I used to be a tree person but, at some point in the last decade, I became a forest person. Previously, I compulsively focused on details, which made me a great assistant to people who couldn’t be bothered — those who came up with big ideas and delegated to underlings the tasks that were critical to the realization of their dreams.
Then, one day, I woke up in the forest, figuratively speaking. (I’ll save the stories of my literal awakenings in forests for another time.) The things that controlled my life didn’t matter as much anymore. Whereas I used to be obsessive-compulsive about locking my front door — it took me ten minutes standing outside it to persuade myself that it was really locked — now, I locked it once and left. Sometimes I didn’t lock it at all. That way, I didn’t have to worry about its being locked; I knew it wasn’t.
Forest people create masterpieces. The scale of their masterpieces vary from the pyramids to a spectacularly successful Super Bowl commercial, depending on the field of the big thinker, but one thing remains constant: forest people rely on tree people to get the work done. Forest people may supervise, but they don’t haul bricks or set up the lights.
I realized that I had become a forest person when my mother-in-law came to visit and asked my son who had cleaned our house. Until recently, she had always proudly announced to her friends that I was a wonderful housekeeper. And I was. Until I wasn’t.
I now keep the house clean enough for our family to live in without (much) fear of getting a staph infection, but if the dog sheds on the rug, I don’t run for the vacuum cleaner like I used to do. And, if my husband and I have to navigate an obstacle course of laundry baskets before getting into bed, well, so what? Anybody who lives here is welcome to tidy up if it bothers him or her.
Anyway, when my mother-in-law asked my son who had cleaned the house, he said that he had. This wasn’t close to the truth — we had hired a housekeeper— but he later told me that he did it to save me from being judged for wasting money on something that I could have done myself. In all honesty, as long as my son had told her that I, and not my husband, had hired the housekeeper, she would have given me a pass. She lets a lot slide with me, which I love her for.

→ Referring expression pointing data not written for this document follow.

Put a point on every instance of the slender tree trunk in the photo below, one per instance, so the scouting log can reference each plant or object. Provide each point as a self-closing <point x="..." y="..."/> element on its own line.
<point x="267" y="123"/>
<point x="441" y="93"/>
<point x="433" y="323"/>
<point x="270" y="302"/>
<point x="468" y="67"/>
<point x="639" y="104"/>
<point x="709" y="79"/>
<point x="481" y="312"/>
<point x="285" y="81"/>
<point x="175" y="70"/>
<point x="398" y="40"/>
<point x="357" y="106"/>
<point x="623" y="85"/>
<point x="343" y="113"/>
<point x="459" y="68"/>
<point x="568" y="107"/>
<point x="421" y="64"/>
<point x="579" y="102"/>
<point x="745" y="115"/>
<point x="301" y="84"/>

While I could go on and on with examples to prove that I’m now a forest person, I’ll end with this one: long ago, I used to get up at 6 a.m., or even earlier, and make breakfast, lunches, toss in a load of laundry, and get my family off for the day before I went to work. Now that my husband leaves for work at 5 a.m. and my son is self-sufficient, I only wake up when it’s absolutely necessary, like when I have to go into the office.
Yesterday, I went to bed at 3:30 a.m., after reading all night. When I awoke, fully rested, at 5:30, it was still dark, which meant that I had only slept two hours. So, why wasn’t I tired? Because it was 5:30 p.m. and I had missed the daylight hours, that’s why.
At first, I panicked. Then, when I realized that it was the weekend, I calmed down. All that mattered was that I was awake, right? Things would get done, or not. And if not, I could always hire a housekeeper. Meanwhile, it was time for some coffee. I asked my son to make it.